Puis vint Malherbes 2, une nouvelle étape dans l'évolution du quartier. «Les maisons sont devenues à étage. C'était après les cyclones Claudette et Gervaise. Elles ont été construites en 1976 et livrées en 1980», raconte François Antonio. Ce changement architectural traduisait déjà une volonté de moderniser l'habitat social.
Une troisième phase a ensuite vu naître les habitations dites low cost, surnommées à l'époque les «boîtes d'allumettes» : de petites maisons conçues pour être agrandies en étage selon les besoins des familles.
Aujourd'hui, Malherbes s'apprête à écrire un nouveau chapitre. La phase 4 - les maisons du programme New Social Living Development (NSLD) sont déjà visibles et achevées sur le plan extérieur. Il reste toutefois les raccordements essentiels avant leur remise. «Je pense que ce n'est qu'une question de temps. D'ici trois à quatre mois, elles devraient être remises à leurs propriétaires», estime Francois Antonio.
Une cité forgée par la détermination de ses habitants
À Malherbes, la plus grande richesse ne se mesure ni en bâtiments ni en infrastructures, mais dans la résilience de ses habitants. Ici, rien n'a été facile: chaque amélioration a été obtenue au prix d'efforts constants et d'une mobilisation collective.
«Rien ne nous a été donné gratuitement. On nous pointait du doigt en parlant des enfants de ghettos. Mais nous nous sommes battus pour obtenir un chemin asphalté, la fourniture d'eau ou encore un terrain de football», raconte François Antonio.
Grâce à une volonté de fer et à leur persévérance, les habitants ont su faire avancer et améliorer leur système de transport au fil des années.
Depuis les années 1960, cette mobilisation n'a jamais faibli.

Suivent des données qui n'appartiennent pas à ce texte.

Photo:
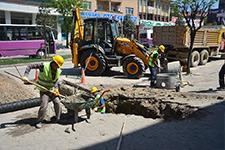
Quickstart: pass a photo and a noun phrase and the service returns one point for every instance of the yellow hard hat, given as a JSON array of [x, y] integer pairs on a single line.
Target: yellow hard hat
[[94, 89], [162, 48], [59, 60]]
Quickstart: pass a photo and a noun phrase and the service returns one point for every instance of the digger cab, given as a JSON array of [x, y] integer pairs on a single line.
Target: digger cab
[[100, 31]]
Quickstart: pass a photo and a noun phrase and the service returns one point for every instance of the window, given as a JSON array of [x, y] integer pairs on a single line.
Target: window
[[87, 5], [2, 17], [115, 7], [129, 10], [150, 3], [2, 33], [143, 35], [103, 5], [21, 18], [33, 33]]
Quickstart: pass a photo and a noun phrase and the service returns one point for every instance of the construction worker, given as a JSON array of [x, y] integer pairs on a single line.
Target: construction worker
[[99, 99], [153, 64], [48, 77], [221, 78]]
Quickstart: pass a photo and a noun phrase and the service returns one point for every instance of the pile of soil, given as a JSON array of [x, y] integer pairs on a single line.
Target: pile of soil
[[152, 103], [13, 90]]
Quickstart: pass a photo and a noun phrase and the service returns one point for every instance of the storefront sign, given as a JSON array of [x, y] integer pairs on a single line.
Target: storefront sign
[[149, 24], [88, 14]]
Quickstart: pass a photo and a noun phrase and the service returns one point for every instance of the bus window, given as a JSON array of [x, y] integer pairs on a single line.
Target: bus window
[[9, 34], [33, 33], [143, 35], [3, 34], [25, 40], [23, 33]]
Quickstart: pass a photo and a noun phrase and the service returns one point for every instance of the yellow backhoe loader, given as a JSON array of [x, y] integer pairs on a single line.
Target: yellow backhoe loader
[[97, 46]]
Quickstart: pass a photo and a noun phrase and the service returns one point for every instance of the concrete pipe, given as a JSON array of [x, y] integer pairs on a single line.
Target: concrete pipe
[[19, 105]]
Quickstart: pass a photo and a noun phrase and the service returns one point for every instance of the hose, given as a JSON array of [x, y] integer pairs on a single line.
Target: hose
[[19, 105]]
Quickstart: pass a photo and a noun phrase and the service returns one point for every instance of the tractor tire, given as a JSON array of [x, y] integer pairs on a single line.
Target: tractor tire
[[133, 67], [96, 63], [195, 58], [204, 57]]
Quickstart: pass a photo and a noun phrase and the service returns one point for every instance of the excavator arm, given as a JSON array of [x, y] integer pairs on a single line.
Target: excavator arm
[[77, 35]]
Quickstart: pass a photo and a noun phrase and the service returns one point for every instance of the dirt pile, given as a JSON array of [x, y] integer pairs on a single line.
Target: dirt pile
[[13, 90], [150, 103]]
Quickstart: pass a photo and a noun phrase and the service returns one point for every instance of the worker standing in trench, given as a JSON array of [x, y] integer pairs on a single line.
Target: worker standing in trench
[[48, 77], [153, 64]]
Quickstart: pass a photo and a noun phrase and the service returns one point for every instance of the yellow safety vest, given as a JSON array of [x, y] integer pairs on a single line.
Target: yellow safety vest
[[45, 77], [97, 99], [153, 58]]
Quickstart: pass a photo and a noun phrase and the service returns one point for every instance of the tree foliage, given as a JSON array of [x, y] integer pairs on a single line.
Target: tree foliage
[[129, 27], [192, 10]]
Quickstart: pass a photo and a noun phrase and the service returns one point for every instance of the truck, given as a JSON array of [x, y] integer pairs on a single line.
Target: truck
[[176, 39], [97, 46]]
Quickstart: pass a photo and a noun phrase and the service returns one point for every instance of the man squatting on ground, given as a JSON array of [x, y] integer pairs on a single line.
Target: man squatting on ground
[[48, 77]]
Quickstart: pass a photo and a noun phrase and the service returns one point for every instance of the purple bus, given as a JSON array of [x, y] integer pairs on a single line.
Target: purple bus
[[25, 40]]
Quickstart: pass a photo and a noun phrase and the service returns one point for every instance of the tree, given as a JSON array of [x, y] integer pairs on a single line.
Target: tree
[[129, 27], [190, 11], [65, 7], [46, 21]]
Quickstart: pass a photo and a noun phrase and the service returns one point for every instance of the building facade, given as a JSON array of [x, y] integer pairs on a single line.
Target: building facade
[[145, 13], [116, 9], [221, 14], [23, 12], [152, 13]]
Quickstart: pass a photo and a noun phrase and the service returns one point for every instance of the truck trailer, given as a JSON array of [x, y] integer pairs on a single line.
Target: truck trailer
[[176, 39]]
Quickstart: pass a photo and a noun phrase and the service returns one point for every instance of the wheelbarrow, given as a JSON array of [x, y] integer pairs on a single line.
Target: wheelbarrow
[[76, 103]]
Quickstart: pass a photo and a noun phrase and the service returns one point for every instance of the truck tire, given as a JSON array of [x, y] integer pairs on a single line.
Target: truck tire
[[96, 63], [204, 57], [133, 67], [195, 58]]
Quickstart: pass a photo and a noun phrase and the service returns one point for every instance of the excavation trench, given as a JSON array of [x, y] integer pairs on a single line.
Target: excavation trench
[[151, 108], [147, 105]]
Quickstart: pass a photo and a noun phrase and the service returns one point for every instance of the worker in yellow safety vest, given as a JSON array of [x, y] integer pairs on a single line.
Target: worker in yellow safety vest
[[48, 76], [153, 64], [100, 102]]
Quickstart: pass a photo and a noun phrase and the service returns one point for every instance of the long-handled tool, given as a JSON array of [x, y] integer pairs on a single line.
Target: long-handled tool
[[35, 84], [120, 138]]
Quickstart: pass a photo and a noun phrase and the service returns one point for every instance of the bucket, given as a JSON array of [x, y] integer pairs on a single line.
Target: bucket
[[167, 80]]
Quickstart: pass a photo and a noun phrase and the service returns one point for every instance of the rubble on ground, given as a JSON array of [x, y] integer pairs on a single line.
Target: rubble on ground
[[13, 90]]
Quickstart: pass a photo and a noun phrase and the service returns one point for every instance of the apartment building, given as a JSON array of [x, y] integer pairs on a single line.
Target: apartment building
[[116, 9], [221, 14], [152, 13], [23, 12]]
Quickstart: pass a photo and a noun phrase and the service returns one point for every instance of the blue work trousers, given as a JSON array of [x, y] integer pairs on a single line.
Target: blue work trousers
[[153, 76]]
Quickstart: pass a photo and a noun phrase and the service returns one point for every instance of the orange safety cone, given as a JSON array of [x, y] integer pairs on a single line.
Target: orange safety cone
[[36, 75], [83, 78]]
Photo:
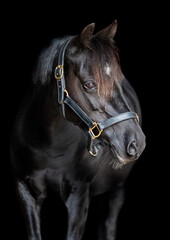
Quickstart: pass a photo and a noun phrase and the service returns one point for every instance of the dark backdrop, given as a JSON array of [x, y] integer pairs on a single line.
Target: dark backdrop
[[140, 29]]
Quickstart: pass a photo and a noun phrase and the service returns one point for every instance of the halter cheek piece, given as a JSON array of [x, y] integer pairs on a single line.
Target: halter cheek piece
[[94, 129]]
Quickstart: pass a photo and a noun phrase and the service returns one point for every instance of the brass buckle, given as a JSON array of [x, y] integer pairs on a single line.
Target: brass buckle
[[92, 131], [59, 72], [137, 117]]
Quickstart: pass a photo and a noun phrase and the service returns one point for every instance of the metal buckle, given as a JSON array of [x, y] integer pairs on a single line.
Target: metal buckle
[[93, 129], [137, 117], [59, 72]]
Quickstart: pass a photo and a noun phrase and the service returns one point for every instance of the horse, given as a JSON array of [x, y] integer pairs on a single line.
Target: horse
[[77, 132]]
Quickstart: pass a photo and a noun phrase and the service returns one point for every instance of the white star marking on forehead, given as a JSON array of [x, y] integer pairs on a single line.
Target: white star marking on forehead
[[107, 69]]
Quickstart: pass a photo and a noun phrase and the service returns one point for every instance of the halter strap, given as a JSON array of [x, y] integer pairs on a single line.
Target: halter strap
[[94, 129]]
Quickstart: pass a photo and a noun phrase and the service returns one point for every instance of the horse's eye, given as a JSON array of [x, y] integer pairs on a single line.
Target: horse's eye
[[89, 85]]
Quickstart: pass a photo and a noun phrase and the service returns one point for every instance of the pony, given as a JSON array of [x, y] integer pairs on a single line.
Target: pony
[[77, 132]]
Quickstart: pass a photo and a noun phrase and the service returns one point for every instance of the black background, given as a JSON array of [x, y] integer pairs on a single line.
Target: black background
[[140, 38]]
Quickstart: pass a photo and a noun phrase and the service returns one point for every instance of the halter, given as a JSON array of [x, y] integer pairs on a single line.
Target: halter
[[94, 128]]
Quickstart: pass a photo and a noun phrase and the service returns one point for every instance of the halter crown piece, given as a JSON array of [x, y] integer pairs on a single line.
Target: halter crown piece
[[94, 129]]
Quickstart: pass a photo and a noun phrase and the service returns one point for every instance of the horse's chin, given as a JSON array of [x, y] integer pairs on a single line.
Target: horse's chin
[[118, 162]]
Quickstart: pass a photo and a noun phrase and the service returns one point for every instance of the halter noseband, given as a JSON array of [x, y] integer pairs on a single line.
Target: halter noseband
[[94, 129]]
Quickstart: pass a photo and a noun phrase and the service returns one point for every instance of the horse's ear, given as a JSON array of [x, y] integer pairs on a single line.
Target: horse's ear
[[108, 32], [87, 33]]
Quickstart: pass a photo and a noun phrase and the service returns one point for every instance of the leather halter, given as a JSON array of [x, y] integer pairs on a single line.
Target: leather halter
[[94, 129]]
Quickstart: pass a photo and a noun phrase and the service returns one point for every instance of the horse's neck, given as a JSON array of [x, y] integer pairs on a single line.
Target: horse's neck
[[48, 124]]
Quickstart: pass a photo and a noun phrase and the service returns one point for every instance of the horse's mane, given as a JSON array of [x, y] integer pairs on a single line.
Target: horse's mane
[[44, 68], [101, 52]]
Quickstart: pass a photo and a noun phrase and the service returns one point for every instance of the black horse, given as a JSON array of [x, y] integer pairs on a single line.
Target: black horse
[[77, 131]]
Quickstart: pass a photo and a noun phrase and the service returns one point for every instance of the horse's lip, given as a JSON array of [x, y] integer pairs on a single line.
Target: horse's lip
[[117, 155]]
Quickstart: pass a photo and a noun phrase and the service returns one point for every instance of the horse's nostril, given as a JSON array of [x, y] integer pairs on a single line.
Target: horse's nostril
[[132, 149]]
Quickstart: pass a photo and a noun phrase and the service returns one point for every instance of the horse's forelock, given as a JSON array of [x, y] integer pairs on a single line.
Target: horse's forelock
[[106, 68]]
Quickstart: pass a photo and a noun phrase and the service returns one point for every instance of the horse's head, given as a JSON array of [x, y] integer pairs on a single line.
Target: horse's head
[[94, 81]]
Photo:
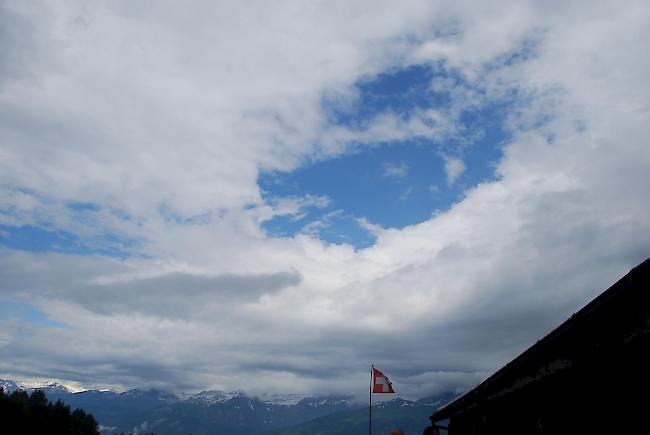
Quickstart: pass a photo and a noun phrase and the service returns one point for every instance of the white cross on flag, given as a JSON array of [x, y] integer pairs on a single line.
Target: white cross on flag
[[381, 383]]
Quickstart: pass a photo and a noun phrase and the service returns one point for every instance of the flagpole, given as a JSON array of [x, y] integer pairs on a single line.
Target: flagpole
[[372, 368]]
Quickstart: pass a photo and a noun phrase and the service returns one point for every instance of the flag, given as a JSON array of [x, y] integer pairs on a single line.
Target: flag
[[381, 383]]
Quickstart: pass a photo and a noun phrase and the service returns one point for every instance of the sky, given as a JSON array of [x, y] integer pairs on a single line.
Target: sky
[[273, 196]]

Aujourd'hui, Malherbes dispose d'Internet, d'un transport urbain et de meilleures infrastructures.
Autrefois, la situation était bien différente. Les taxis refusaient souvent d'entrer dans la cité en raison de l'état des routes ou du manque d'éclairage.
Au-delà des infrastructures, Malherbes s'est aussi distinguée par la réussite de ses enfants. Parmi eux figurent l'avocat Erickson Mooneapillay, le boxeur Richard Sunee, sa fille Alison Sunee, championne d'haltérophilie, le footballeur Christopher Perle, et l'ancien ministre des Sports Stephan Toussaint.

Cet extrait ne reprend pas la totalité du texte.